There was no data to justify that decision by the Department of Justice, and it proceeded in the face of all-round opposition even though the potential negative effects on insurance inflation were acknowledged.

This created volatility that serves the interests of neither plaintiffs nor defendants, as many of these higher awards are now being reduced on appeal.

Turning to the Department of Finance and the Central Bank, their main priority is the stability of financial markets. Legitimate as those concerns for solvency may be, they cannot be monitored in isolation from what is happening in the claims environment. But again, it seems there was no overarching plan to absorb, in an orderly manner, the new EU requirements for greater solvency margins, which were foreseeable since at least 2007.

Recent debate is replete with red herrings, anecdotes and false analogies. For example, one of the excuses for recent premium increases is the estimated €90m cost to the Motor Insurers Bureau (MIB) of those injured by vehicles insured with Setanta, which placed itself into liquidation in Malta.

Despite clear decisions by four judges (in the High Court and three in the Court of Appeal), plaintiffs and policyholders wait while insurers prolong the litigation. This is based on a false analogy with Quinn and PMPA, but those companies were taken into administration under the supervision of the Irish High Court and were run as going concerns until sold. A more accurate analogy is with the liquidations of Equitable and of Independent Insurance, where the third party claims were dealt with by the MIB.

Policyholders are paying one way or another, so why this waste and wait?

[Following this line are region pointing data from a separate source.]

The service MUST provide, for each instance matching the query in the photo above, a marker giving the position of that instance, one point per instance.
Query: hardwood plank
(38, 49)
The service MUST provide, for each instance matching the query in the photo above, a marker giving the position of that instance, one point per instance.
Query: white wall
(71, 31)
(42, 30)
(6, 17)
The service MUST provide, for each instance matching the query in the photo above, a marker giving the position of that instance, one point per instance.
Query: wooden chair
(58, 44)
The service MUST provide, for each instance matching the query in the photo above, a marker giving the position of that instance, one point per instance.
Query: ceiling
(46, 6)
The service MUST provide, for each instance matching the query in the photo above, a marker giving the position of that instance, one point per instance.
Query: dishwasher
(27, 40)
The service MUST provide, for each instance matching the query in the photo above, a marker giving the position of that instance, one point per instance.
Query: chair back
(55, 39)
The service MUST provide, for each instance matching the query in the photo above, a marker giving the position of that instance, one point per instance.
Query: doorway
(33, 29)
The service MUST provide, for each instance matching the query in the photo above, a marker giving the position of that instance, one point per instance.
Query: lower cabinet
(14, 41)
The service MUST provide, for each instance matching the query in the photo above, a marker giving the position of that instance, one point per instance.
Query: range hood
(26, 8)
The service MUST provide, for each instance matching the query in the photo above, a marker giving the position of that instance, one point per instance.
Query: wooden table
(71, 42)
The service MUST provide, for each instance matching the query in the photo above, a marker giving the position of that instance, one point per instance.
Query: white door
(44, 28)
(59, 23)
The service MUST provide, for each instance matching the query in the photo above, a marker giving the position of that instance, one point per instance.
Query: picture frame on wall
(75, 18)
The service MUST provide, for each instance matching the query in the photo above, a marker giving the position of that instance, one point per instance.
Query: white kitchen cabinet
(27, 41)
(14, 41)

No one is denying the right of insurers to make a profit if they competently run their businesses. However, the analogy between the value of a whiplash in England versus in Ireland, as though that were the key to profitability, does not withstand scrutiny. Motor insurers in England have not broken even since 1996. In contrast, when you exclude three outlier companies, the technical result (profit before investment income) in Ireland for the five-year period to 2014 was 6pc, or €215m on the €5.2bn of motor premium income, and 17pc, at €1.4bn, on the €11.3bn of 10 years' premiums.

We can account for only €300m paid out annually on injury from data published by the Courts on their 1,500 awards and by the Personal Injuries Assessment Board on their 12,000 awards (of which 61pc have been accepted every year since 2006). That is a lot of money for us not to know who is getting what and why.

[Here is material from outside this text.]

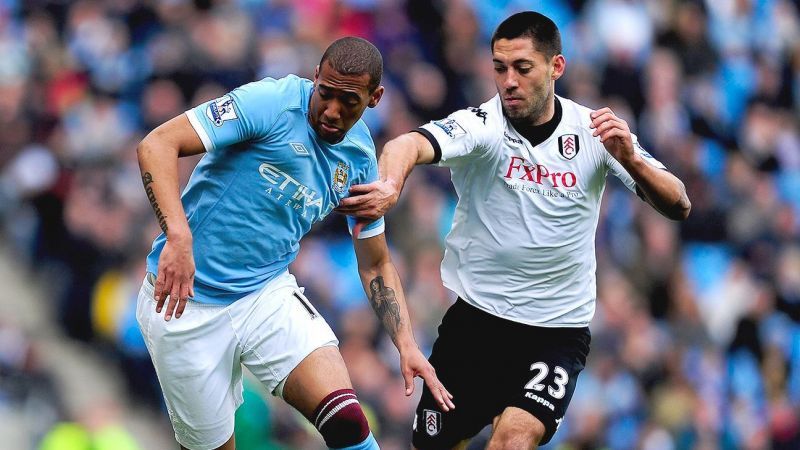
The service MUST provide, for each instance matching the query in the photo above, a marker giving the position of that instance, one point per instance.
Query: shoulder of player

Indeed there are false claims, although most questionable claims involve people who might otherwise consider themselves to be honest, but who when claiming exaggerate their injuries or losses. There are stringent measures against misleading claims in the Civil Liability and Courts Act 2004 under which all entitlement to compensation may be lost with penalties ranging from fines of €100,000 to 10 years in jail. The fact that we are not good at fighting white collar crime is not limited to insurance. Given the low level of injury trials, judges may not fully appreciate the extent of claims exaggeration so it falls to defendants to present the necessary evidence.

Just as the Minister for Jobs cannot actually create jobs, we cannot expect a minister to wave a magic wand at the myriad of issues involved in the current crisis. However, I suggest that people do expect one identifiable minister to be responsible for the overall tackling of this challenge.

Unusually, I am not focusing on litigation costs because we know what we need to do on that front. The legislation for the establishment of the Legal Services Regulatory Authority, with an Independent Cost Adjudicator, has passed through the Oireachtas but has yet to be commenced.

That said, considerable costs could be avoided by insurers availing of mediation to resolve inter-defendant apportionments rather than pursuing multi-party litigation. But we cannot even 'pass go' on the next stage of the insurance reform journey without robust data. Only insurers have that detailed data. They refuse to yield that up for analysis. One can only wonder why.